L’unione fa la forza, e la forza di questa iniziativa sta proprio nella mobilitazione di tanti: cittadini riuniti in comitati, comunità vere e proprie, ma anche istituzioni ed enti locali che trovano ne “I Luoghi del Cuore” uno strumento concreto ed efficace, capace di incidere sui territori dando un’insperata risonanza a piccole buone cause, talvolta senza speranza, e innescando collaborazioni che generano ulteriori positivi risultati: in diversi casi, ad esempio, lo stanziamento di fondi aggiuntivi rispetto a quelli resi disponibili da FAI e Intesa Sanpaolo nell’ambito del progetto, o l’attrazione di risorse economiche richiamate dalla visibilità ottenuta grazie al censimento. “I Luoghi del Cuore” rappresenta dunque anche un invito alla responsabilità, dei cittadini tanto quanto degli enti proprietari, perché è solo con l’attivazione di una pluralità di soggetti che si realizza quel processo virtuoso di coinvolgimento e di partecipazione collettiva che costituisce il miglior viatico, se non la migliore garanzia, per l’avvio di successivi percorsi di recupero e di rilancio.

FAI luoghi del cuore

Il censimento è appena partito e la classifica vede al primo posto il Castello di Sammezzano in provincia di Firenze con 1247 voti seguito dalla Scala dei Turchi di Agrigento con poco più di mille. Dalle nostre parti è il Santuario dell’Assunta di Drezzo il luogo più votato con 115 voti, seguono Villa Balbianello con 70 e il Castello di Asso, che evidentemente ha i suoi estimatori, con 20. Como città non pervenuta al momento

 

MODALITA’ DI PARTECIPAZIONE AL CENSIMENTO

dal 12 maggio al 15 dicembre 2022

  1. Sito www.iluoghidelcuore.it
  2. Con moduli cartacei di raccolta voti dedicati a ogni luogo del cuore, scaricabili dal sito www.iluoghidelcuore.it

FAI luoghi del cuore

Il censimento è realizzato con il Patrocinio del Ministero della Cultura.
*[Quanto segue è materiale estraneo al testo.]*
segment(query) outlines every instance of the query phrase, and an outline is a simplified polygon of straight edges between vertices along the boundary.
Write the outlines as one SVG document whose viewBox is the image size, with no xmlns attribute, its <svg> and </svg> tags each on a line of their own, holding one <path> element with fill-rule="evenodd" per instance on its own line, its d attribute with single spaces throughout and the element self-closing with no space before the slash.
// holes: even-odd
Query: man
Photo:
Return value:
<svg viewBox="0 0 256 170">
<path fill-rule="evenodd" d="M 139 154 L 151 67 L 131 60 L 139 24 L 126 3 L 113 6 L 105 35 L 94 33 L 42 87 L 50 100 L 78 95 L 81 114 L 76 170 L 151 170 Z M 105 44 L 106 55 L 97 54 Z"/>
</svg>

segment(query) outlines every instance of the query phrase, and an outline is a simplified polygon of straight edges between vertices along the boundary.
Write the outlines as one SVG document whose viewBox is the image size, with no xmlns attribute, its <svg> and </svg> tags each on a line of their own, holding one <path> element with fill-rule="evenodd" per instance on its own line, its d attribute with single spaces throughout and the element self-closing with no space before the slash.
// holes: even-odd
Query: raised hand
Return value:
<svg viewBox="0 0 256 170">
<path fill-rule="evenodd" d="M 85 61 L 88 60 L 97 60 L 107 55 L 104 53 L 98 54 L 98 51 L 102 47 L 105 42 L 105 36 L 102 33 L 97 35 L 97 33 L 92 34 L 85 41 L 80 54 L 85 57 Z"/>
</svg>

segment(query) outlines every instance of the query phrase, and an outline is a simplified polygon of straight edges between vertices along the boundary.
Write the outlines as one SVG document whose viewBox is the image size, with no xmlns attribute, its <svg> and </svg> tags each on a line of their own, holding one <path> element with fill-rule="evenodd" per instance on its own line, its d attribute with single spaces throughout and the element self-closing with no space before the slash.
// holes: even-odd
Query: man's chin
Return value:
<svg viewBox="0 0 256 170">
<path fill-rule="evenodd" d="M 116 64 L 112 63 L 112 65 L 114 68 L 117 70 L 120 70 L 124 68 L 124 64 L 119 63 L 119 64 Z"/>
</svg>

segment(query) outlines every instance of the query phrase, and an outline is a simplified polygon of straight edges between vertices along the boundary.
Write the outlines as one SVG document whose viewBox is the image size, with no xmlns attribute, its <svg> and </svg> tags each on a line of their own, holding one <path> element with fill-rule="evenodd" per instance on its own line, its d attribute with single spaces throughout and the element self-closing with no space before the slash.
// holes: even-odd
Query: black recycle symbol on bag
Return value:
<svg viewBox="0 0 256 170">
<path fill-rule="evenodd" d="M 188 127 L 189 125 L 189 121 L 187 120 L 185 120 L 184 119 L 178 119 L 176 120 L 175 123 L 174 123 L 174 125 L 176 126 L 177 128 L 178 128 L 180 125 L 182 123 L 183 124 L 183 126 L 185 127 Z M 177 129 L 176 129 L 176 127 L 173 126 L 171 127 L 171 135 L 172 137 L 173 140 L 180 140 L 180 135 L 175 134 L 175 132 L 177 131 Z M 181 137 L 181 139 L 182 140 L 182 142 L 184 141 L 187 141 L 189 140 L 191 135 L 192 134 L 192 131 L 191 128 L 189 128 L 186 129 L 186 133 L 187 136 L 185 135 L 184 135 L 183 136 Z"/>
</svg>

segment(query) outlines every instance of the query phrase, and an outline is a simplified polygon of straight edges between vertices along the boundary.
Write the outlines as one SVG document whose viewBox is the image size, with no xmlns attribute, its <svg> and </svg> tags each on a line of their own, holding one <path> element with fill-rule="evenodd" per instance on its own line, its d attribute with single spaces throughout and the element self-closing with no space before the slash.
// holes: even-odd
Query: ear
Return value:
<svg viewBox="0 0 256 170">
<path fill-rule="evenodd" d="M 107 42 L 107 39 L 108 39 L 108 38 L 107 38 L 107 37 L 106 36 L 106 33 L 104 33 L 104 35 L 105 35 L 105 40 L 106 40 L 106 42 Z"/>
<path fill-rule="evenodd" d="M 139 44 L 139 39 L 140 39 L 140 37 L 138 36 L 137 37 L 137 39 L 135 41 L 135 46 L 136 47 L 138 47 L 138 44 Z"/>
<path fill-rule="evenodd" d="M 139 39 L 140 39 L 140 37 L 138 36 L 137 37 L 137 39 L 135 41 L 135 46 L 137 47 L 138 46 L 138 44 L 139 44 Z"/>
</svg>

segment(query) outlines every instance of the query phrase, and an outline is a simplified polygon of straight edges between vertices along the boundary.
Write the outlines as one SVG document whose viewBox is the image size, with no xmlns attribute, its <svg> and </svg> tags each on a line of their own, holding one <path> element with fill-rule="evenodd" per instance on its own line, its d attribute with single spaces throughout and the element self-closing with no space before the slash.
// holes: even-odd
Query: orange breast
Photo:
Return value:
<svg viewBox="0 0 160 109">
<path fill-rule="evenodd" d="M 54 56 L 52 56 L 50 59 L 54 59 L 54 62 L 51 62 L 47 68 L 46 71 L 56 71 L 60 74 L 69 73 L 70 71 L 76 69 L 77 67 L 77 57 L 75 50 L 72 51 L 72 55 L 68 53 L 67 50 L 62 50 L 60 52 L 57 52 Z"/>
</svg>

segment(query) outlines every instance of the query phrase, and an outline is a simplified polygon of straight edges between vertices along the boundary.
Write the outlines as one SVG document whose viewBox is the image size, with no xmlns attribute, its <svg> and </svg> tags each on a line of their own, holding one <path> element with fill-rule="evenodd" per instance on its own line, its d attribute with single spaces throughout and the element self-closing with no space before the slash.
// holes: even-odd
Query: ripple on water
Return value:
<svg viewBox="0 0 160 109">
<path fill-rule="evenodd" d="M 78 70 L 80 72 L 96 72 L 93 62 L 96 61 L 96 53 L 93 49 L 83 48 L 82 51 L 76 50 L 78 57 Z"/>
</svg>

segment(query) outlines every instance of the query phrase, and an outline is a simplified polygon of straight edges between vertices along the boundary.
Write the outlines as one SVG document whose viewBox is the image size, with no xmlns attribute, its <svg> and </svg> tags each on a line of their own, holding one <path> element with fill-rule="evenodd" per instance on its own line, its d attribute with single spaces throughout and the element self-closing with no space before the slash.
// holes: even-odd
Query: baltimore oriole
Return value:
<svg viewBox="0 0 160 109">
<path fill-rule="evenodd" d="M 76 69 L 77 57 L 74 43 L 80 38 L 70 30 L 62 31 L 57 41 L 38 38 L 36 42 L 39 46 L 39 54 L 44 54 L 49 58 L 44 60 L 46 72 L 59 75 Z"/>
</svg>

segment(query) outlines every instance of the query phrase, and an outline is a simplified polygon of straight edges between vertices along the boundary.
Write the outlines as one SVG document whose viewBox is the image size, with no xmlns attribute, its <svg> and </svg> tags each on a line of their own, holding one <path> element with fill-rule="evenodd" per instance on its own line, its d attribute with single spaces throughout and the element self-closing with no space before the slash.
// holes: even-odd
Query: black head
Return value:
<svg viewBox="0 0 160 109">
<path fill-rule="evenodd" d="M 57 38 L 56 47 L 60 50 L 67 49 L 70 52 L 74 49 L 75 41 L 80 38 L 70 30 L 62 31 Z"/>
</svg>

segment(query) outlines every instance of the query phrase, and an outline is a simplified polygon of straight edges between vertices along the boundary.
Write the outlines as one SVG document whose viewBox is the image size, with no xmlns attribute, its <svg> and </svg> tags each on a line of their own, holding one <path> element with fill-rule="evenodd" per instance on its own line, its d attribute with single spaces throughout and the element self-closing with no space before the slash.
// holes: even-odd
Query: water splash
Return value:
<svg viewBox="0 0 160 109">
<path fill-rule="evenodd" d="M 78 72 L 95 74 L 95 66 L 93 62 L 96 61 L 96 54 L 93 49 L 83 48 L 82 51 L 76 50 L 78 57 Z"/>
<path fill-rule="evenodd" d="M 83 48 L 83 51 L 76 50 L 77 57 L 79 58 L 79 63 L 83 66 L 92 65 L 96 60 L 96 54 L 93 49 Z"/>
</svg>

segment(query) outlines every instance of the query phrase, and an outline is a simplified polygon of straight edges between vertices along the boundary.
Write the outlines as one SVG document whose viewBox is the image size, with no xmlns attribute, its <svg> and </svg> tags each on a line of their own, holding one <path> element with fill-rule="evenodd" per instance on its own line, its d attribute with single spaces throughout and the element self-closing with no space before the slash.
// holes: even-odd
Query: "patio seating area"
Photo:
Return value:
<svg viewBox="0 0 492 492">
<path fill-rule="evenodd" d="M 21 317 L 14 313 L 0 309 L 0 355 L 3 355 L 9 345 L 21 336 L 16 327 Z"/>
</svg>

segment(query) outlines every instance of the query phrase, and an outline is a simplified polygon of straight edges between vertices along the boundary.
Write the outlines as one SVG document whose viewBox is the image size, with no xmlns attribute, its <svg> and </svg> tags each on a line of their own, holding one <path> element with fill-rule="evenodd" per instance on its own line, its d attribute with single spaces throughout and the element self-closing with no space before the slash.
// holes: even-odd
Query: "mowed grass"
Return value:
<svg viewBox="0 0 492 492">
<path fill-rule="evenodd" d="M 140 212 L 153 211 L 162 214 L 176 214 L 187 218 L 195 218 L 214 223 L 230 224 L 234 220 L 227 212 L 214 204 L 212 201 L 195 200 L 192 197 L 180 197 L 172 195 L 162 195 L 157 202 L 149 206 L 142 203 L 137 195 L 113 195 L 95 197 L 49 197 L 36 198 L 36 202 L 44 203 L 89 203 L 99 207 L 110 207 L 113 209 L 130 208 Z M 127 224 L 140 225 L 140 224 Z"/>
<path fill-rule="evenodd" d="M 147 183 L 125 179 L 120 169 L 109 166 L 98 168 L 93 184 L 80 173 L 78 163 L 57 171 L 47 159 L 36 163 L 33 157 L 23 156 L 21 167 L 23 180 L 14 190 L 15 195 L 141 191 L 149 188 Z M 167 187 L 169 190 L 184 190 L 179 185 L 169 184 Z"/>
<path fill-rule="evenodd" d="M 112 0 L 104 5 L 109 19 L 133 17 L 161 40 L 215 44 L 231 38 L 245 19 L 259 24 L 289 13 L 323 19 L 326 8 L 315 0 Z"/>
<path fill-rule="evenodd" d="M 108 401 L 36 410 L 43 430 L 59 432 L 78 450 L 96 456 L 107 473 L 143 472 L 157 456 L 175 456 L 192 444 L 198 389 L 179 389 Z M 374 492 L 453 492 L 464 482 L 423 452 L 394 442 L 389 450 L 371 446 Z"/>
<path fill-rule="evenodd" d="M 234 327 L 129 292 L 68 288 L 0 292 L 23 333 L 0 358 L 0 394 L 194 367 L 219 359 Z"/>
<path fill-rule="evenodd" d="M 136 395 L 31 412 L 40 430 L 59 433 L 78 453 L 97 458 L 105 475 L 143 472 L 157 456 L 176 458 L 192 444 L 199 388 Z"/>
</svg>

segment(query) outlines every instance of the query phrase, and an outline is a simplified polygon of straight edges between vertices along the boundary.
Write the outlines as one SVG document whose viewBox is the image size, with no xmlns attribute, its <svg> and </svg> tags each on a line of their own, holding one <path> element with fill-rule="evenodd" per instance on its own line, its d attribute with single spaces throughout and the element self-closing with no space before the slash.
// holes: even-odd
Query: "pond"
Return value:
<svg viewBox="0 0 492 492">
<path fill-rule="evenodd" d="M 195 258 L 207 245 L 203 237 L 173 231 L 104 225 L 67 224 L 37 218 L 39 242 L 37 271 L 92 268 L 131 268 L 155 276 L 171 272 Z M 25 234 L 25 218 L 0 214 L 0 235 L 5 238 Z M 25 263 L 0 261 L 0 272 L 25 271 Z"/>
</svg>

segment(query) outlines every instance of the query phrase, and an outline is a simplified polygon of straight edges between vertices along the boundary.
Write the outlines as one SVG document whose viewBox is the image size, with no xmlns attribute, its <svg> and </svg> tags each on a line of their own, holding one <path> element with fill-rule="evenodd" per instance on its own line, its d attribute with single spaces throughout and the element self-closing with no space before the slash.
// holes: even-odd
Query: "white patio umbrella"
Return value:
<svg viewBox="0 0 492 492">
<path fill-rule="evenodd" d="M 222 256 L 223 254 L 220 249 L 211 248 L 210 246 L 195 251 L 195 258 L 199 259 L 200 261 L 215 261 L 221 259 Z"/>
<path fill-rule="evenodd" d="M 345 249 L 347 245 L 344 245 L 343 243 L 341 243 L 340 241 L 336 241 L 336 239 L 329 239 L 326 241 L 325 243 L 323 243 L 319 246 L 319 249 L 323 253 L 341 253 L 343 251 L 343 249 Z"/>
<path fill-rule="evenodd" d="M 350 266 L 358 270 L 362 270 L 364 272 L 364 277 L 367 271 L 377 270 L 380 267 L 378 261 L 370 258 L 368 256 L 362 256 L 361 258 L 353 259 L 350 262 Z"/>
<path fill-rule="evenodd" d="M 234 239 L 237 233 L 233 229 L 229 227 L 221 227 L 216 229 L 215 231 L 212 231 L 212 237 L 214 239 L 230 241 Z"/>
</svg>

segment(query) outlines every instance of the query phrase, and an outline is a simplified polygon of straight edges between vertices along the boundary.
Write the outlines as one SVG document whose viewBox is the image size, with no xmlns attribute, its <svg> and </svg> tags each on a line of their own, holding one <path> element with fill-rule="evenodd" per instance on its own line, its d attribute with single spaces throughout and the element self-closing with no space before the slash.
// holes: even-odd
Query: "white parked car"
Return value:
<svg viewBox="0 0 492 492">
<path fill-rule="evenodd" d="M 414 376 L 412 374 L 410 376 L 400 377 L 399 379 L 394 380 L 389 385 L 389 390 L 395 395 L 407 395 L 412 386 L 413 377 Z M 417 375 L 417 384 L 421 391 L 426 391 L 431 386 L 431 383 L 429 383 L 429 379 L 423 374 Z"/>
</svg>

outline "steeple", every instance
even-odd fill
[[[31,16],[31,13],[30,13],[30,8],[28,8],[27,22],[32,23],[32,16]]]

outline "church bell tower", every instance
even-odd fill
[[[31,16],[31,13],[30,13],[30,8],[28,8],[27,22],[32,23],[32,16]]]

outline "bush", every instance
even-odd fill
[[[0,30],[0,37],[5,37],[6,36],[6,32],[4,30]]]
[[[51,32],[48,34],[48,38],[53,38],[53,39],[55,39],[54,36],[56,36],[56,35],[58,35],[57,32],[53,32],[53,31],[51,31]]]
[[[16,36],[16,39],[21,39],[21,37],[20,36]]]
Anche in occasione dell’XI edizione del Censimento “I Luoghi del Cuore”, Rai conferma l’impegno del Servizio Pubblico multimediale alla promozione, cura e tutela del patrimonio culturale, artistico e paesaggistico italiano. Rai è Main Media Partner del FAI e supporta l’edizione del Censimento 2022 anche grazie alla collaborazione di Rai per il Sociale.